I have a method in C# that finds a node with name node_name
in node list arg
, and returns the value of found node (assuming there's only one node with such name). If no such nodes are found, it should return an empty string.
public string get_nodes_value(XmlNodeList arg, string node_name)
{
foreach (XmlNode arg_node in arg)
{
if (!arg_node.HasChildNodes)
{
if (String.Compare(arg_node.ParentNode.Name, node_name) == 0)
{
return arg_node.Value;
}
}
else
{
get_nodes_value(arg_node.ChildNodes, node_name);
}
}
return "";
}
The code above always returns an empty string. What did I miss here?

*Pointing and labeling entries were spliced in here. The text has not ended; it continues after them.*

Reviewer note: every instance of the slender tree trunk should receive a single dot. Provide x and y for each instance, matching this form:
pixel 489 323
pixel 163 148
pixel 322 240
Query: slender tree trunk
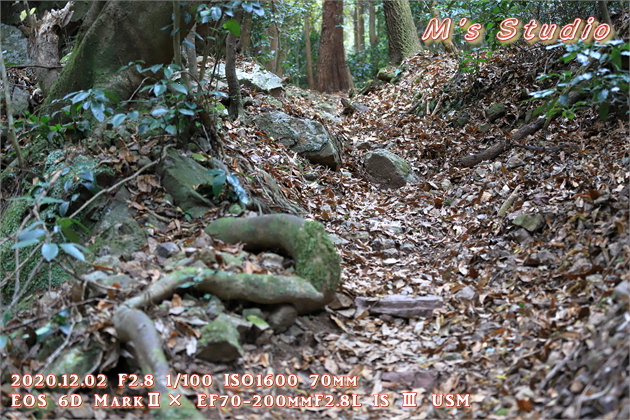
pixel 401 31
pixel 309 53
pixel 448 44
pixel 359 26
pixel 273 47
pixel 246 30
pixel 333 74
pixel 372 24
pixel 234 87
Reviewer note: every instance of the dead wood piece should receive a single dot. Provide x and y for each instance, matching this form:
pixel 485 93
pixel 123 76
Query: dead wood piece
pixel 502 146
pixel 135 327
pixel 44 44
pixel 350 108
pixel 316 261
pixel 400 305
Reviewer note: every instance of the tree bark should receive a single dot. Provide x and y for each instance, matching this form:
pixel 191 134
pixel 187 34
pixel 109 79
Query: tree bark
pixel 333 74
pixel 359 26
pixel 246 31
pixel 234 87
pixel 309 53
pixel 105 48
pixel 372 24
pixel 401 31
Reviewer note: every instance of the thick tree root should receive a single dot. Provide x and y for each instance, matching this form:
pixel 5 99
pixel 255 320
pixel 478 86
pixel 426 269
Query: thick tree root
pixel 133 325
pixel 316 261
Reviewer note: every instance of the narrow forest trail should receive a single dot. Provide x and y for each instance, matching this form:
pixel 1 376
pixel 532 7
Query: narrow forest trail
pixel 516 303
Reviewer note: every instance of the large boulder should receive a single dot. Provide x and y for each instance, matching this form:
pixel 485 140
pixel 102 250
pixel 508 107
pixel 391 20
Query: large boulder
pixel 388 169
pixel 15 45
pixel 307 138
pixel 256 77
pixel 183 179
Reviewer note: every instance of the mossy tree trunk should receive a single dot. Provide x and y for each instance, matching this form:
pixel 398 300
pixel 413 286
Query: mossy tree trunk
pixel 401 31
pixel 333 74
pixel 123 31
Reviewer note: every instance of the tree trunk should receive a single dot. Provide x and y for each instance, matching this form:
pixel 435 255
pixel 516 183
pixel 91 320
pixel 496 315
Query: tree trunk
pixel 401 31
pixel 105 48
pixel 448 43
pixel 246 31
pixel 234 87
pixel 372 24
pixel 309 53
pixel 359 26
pixel 273 47
pixel 333 74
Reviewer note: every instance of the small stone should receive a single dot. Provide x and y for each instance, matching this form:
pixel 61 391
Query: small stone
pixel 310 176
pixel 484 128
pixel 166 249
pixel 468 293
pixel 521 236
pixel 364 145
pixel 207 256
pixel 622 291
pixel 282 318
pixel 514 162
pixel 383 243
pixel 531 222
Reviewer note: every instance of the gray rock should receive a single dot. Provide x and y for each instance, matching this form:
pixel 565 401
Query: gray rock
pixel 531 222
pixel 182 178
pixel 484 128
pixel 388 169
pixel 219 341
pixel 521 236
pixel 462 119
pixel 622 291
pixel 495 111
pixel 166 249
pixel 257 78
pixel 383 243
pixel 282 318
pixel 514 162
pixel 468 293
pixel 307 138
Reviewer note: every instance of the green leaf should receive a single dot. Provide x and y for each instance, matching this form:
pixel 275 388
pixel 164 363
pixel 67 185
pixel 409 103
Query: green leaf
pixel 159 111
pixel 31 234
pixel 159 89
pixel 118 119
pixel 44 332
pixel 179 88
pixel 240 191
pixel 50 251
pixel 233 26
pixel 185 111
pixel 24 244
pixel 50 200
pixel 215 13
pixel 87 175
pixel 80 96
pixel 72 250
pixel 218 183
pixel 171 129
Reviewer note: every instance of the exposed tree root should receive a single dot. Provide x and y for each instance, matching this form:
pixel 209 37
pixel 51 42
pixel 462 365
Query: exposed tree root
pixel 133 325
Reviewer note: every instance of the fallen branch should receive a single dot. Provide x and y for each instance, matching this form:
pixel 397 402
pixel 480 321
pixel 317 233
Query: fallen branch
pixel 504 145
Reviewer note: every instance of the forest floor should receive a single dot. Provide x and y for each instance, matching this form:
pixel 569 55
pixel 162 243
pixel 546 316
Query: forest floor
pixel 533 324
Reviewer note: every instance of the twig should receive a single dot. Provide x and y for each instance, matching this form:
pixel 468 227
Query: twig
pixel 118 184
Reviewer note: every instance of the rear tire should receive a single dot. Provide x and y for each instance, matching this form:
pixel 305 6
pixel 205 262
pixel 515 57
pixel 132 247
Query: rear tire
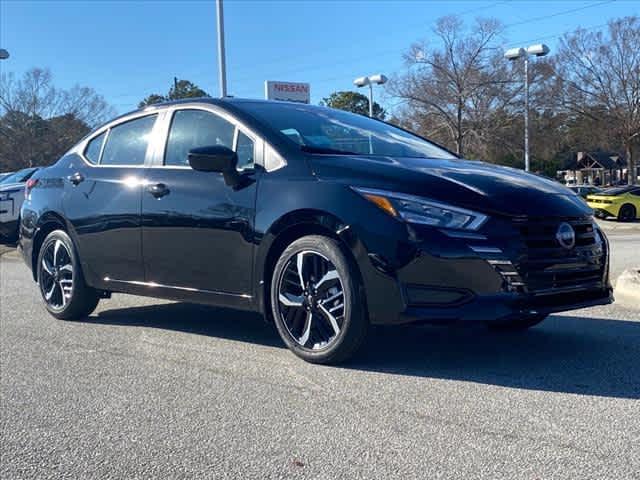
pixel 318 301
pixel 627 213
pixel 64 292
pixel 515 325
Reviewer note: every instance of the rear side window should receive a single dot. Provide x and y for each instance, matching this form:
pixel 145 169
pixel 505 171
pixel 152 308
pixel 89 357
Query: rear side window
pixel 127 143
pixel 192 129
pixel 92 152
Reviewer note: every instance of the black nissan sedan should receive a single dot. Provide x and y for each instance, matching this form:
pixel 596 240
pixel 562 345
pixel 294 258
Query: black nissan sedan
pixel 326 222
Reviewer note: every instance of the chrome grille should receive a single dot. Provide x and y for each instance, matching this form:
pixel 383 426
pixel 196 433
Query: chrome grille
pixel 547 267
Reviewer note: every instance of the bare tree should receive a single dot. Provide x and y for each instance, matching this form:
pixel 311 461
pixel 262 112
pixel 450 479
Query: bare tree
pixel 452 87
pixel 38 122
pixel 600 77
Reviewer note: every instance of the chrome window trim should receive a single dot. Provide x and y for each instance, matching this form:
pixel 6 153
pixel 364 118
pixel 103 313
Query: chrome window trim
pixel 213 109
pixel 80 148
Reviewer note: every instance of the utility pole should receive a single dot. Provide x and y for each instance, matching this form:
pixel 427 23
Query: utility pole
pixel 222 66
pixel 526 113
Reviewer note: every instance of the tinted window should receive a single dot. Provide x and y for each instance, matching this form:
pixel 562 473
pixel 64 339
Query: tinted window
pixel 92 151
pixel 127 143
pixel 193 129
pixel 325 130
pixel 244 149
pixel 20 176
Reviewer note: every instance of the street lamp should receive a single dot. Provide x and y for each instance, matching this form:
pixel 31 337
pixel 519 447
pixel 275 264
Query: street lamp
pixel 378 79
pixel 539 50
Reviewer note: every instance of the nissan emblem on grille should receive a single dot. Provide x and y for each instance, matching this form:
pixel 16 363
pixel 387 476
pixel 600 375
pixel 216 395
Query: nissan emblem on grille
pixel 566 236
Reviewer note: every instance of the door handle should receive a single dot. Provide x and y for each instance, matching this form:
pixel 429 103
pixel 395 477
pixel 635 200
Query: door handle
pixel 158 190
pixel 76 178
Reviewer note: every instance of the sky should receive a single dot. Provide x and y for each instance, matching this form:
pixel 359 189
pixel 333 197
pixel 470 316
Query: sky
pixel 126 50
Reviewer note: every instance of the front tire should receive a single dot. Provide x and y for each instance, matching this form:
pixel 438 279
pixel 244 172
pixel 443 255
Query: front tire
pixel 515 325
pixel 64 292
pixel 317 300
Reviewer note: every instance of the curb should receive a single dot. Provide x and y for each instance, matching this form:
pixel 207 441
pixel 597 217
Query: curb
pixel 627 290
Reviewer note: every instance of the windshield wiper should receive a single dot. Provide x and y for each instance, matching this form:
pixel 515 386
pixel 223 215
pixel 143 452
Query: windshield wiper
pixel 314 149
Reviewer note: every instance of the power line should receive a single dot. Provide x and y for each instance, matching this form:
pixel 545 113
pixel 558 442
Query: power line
pixel 397 52
pixel 558 14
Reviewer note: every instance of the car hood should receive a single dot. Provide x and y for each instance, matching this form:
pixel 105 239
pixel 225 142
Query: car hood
pixel 477 185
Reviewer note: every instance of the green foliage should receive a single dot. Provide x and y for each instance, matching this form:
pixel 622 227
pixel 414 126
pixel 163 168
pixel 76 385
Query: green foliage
pixel 353 102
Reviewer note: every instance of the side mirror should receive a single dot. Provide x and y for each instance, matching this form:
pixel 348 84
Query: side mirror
pixel 216 158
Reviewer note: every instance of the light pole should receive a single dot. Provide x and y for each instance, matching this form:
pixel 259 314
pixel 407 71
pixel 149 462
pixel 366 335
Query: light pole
pixel 378 79
pixel 539 50
pixel 222 63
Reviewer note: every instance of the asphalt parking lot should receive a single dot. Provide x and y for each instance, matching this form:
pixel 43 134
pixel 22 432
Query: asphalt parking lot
pixel 146 388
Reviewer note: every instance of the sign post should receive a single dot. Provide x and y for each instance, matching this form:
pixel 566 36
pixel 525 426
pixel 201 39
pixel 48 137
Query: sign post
pixel 287 91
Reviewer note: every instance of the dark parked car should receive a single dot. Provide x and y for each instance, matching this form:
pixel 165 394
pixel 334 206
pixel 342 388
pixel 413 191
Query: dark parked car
pixel 322 220
pixel 11 198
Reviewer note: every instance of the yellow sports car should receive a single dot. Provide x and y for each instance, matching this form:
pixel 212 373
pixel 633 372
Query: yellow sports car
pixel 621 202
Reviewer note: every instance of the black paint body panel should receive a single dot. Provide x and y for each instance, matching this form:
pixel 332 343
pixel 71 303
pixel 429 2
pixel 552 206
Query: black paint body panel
pixel 205 241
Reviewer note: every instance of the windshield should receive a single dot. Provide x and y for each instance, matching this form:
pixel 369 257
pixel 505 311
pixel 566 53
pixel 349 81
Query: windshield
pixel 325 130
pixel 18 177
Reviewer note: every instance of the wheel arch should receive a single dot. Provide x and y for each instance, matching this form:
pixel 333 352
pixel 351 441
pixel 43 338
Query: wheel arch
pixel 48 222
pixel 295 225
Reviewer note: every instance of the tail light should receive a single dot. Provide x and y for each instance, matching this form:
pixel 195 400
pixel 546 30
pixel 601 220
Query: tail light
pixel 31 183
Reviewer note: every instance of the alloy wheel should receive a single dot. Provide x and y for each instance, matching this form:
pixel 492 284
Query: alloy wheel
pixel 56 275
pixel 311 300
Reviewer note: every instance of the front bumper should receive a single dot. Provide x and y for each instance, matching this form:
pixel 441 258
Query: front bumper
pixel 509 275
pixel 507 306
pixel 9 229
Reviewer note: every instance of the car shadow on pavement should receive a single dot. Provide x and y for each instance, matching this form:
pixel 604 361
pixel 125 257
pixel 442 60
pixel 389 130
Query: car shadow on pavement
pixel 196 319
pixel 581 355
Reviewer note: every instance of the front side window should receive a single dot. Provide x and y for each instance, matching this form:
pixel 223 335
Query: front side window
pixel 244 149
pixel 127 143
pixel 92 152
pixel 193 129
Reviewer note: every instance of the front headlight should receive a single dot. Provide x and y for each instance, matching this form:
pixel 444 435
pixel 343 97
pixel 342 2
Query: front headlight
pixel 415 209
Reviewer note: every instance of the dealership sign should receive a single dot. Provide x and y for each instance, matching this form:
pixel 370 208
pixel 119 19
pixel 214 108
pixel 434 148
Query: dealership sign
pixel 287 91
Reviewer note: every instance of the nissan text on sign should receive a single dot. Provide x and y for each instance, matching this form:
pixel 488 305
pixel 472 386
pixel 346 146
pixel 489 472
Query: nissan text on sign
pixel 287 91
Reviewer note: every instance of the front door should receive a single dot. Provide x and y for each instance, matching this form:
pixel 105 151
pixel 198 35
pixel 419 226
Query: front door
pixel 197 231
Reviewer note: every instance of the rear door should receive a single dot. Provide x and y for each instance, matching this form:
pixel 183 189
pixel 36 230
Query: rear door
pixel 197 231
pixel 103 193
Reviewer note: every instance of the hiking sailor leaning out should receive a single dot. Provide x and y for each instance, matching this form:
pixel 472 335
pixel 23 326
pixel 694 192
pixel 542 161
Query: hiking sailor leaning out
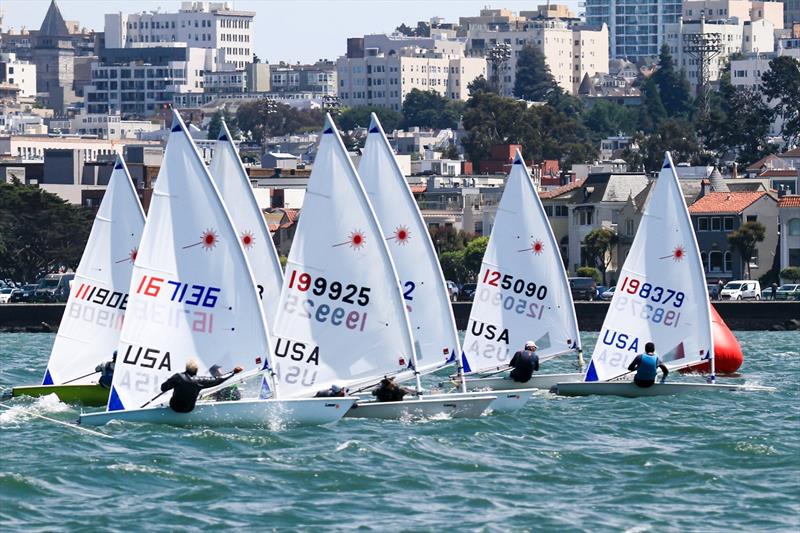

Whichever recursive invocation finds your node will return it, but unless it's the top-level that value just gets ignored. You probably meant to do something like:
else
{
string value = get_nodes_value(arg_node.ChildNodes, node_name);
if (value != "")
return value;
}
Well, you're ignoring the return value of the recursive call in the else
block. Did you mean to return from there in some cases? My guess is you want something like this (fixing a few convention oddities at the same time):
public string GetNodeValue(XmlNodeList list, string name)
{
foreach (XmlNode node in list)
{
if (!node.HasChildNodes)
{
if (node.ParentNode.Name == name)
{
return arg_node.Value;
}
}
else
{
// Only return if we've found something within this node's child list
string childValue = GetNodeValue(node.ChildNodes, name);
if (childValue != "")
{
return childValue;
}
}
}
return "";
}
The easiest way to find that out would be to step through the code while setting up "watches" on arg_node.ParentNode.Name
and node_name
and then you'll see which branches it'll end up in and you can find out why it didn't go where you thought it would go.